António José Saraiva |
Participo com gosto nesta valorização colectiva do E.Lourenço. Porque, em primeiro lugar, sou um grande admirador dos seus escritos e isto há muitos anos. Por outro lado, quando se fizer a história da crítica literária em Portugal, nesta época, Eduardo Lourenço há-de ser lembrado como um dos mais notáveis críticos literários pela sua penetração, pelo seu saber e pela sua intuição.
(...) Vasculhando na memória, lembro-me de ter tido uma única polémica com o E.L. a respeito do que se chamou descolonização. Na altura, não contestei a descolonização que talvez fosse inevitável e, talvez, estivesse na lógica da História – mas recebi no peito um golpe que ainda não cicatrizou de assisitir ao epsectáculo da debandada indescritível inexplicável e injustificável das Forças Armadas de África e de outros lugares, e essa ferida contribuiu fortemente para o estado de pessimismo político em que ainda me encontro e que, na altura, me levou a escrever um artigo que causou um certo escândalo: “O 25 de Abril e a História”.

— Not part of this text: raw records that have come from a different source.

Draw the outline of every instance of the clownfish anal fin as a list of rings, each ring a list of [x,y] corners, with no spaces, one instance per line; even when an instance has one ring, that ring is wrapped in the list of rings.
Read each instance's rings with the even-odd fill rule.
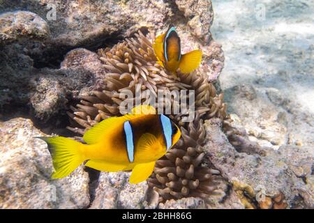
[[[156,161],[153,161],[137,164],[132,171],[129,182],[138,183],[147,179],[154,171],[155,163]]]
[[[191,51],[181,56],[179,68],[184,74],[191,72],[200,66],[202,61],[202,51],[200,49]]]

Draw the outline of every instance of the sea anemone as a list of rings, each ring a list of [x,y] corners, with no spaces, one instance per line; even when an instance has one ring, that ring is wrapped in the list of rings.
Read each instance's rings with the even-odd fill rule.
[[[135,98],[121,99],[120,93],[129,90],[135,95],[137,86],[142,91],[149,89],[156,95],[158,91],[194,90],[195,118],[190,123],[183,121],[188,113],[181,111],[174,114],[176,100],[158,102],[158,106],[165,108],[171,105],[170,117],[180,126],[182,137],[174,148],[156,162],[149,184],[160,194],[160,201],[184,197],[207,197],[216,189],[214,178],[219,173],[202,166],[202,146],[205,139],[202,120],[227,118],[223,94],[216,93],[206,75],[195,71],[177,76],[161,67],[156,63],[152,48],[151,40],[154,36],[149,35],[146,37],[139,31],[135,38],[127,38],[111,49],[98,50],[99,58],[107,70],[99,83],[101,91],[80,96],[76,107],[71,107],[73,112],[68,112],[74,121],[68,129],[82,135],[102,120],[122,115],[119,109],[122,102],[135,102]],[[147,102],[146,96],[142,95],[141,103]],[[188,100],[189,95],[186,97]]]

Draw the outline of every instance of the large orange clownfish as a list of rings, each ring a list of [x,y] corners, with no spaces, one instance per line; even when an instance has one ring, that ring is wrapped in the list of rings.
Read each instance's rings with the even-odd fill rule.
[[[166,33],[156,38],[153,47],[157,63],[173,72],[178,68],[182,73],[191,72],[200,66],[202,60],[202,51],[200,49],[181,54],[180,38],[172,24]]]

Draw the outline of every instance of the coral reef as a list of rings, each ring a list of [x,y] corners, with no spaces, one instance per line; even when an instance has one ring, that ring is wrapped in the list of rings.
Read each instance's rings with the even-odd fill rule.
[[[80,167],[70,177],[52,180],[46,136],[29,119],[0,122],[0,208],[84,208],[89,177]]]
[[[151,38],[154,40],[154,36]],[[126,39],[112,48],[100,49],[100,59],[106,69],[103,83],[99,83],[103,91],[94,91],[92,95],[82,95],[80,104],[72,107],[70,117],[81,127],[68,127],[75,132],[83,134],[101,120],[120,116],[120,105],[124,100],[119,93],[129,90],[135,95],[137,84],[140,90],[149,89],[157,95],[158,91],[194,90],[195,119],[193,122],[182,121],[188,113],[170,116],[181,126],[182,139],[164,159],[156,162],[154,174],[149,185],[160,195],[159,201],[184,197],[207,198],[217,189],[213,174],[219,172],[201,167],[204,153],[202,146],[205,134],[201,118],[227,117],[226,105],[223,94],[216,95],[215,87],[200,72],[189,75],[172,74],[156,63],[151,40],[140,31],[135,38]],[[146,95],[141,95],[141,102],[147,102]],[[187,96],[188,100],[188,96]],[[127,98],[135,105],[135,98]],[[172,113],[176,100],[156,102],[158,106],[171,106]]]
[[[216,118],[205,121],[205,159],[228,179],[246,208],[294,208],[298,203],[313,208],[313,147],[263,147],[262,155],[239,152],[221,134],[222,125]]]

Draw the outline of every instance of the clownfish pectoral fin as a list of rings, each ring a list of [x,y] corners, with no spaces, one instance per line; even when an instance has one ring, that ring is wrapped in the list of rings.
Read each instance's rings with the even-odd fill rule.
[[[158,149],[159,146],[162,146],[154,134],[144,133],[137,141],[136,152],[142,159],[149,159],[151,156],[151,150]]]
[[[104,140],[108,132],[114,130],[117,125],[123,125],[124,121],[122,117],[105,119],[86,132],[83,136],[83,140],[89,144],[94,144],[100,140]]]
[[[202,61],[202,51],[200,49],[191,51],[181,56],[179,68],[184,74],[191,72],[200,66]]]
[[[130,183],[139,183],[147,179],[154,171],[156,161],[140,163],[137,164],[132,171],[129,182]]]
[[[133,107],[130,112],[133,114],[156,114],[156,109],[149,105],[141,105]]]
[[[153,45],[155,55],[156,56],[157,59],[161,61],[165,61],[165,58],[163,56],[163,38],[165,38],[165,33],[157,36]]]
[[[124,170],[128,165],[104,162],[103,160],[90,160],[85,166],[100,171],[117,172]]]

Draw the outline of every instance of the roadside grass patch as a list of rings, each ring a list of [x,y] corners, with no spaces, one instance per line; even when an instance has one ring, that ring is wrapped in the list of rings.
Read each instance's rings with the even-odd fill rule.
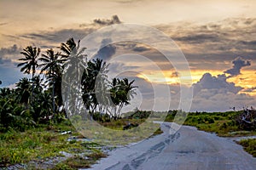
[[[84,144],[82,141],[67,141],[70,134],[61,134],[65,130],[72,130],[72,135],[77,133],[68,124],[60,124],[30,129],[26,132],[9,130],[0,133],[0,167],[17,163],[27,163],[31,161],[42,162],[46,158],[64,156],[61,151],[71,154],[100,152],[91,148],[92,144]]]
[[[256,139],[242,139],[237,143],[242,145],[247,152],[256,157]]]

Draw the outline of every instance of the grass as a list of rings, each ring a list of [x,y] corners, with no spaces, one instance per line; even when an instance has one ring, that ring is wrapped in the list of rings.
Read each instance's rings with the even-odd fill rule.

Não sei se foram os militares se as autoridades governamentais que procuraram atenuar o efeito daquele artigo propondo um debate sobre ele. Fiquei contente por ser o Eduardo Lourenço o escolhido porque estava na presença de um crítico inteligente. De facto, pensando agora – a estes anos de distância – nas suas críticas acho que ele não rebateu o essencial do meu texto nem o quis fazeer. O que o impressionou, julgo, foram as circunstâncias em que o artigo foi produzido. A verdade é que sou impaciente e hiper-sensível a certas críticas, que dificilmente suporto a crítica estúpida, mas saí satisfeito desse debate.
*António José Saraiva (Leiria, 1917- Lisboa, 1993). Professor e Ensaísta.
O texto que aqui se reproduz é um excerto de um depoimento publicado no Jornal de Letras, Artes e Ideias, Lisboa, 6/XII/1986, p. 14.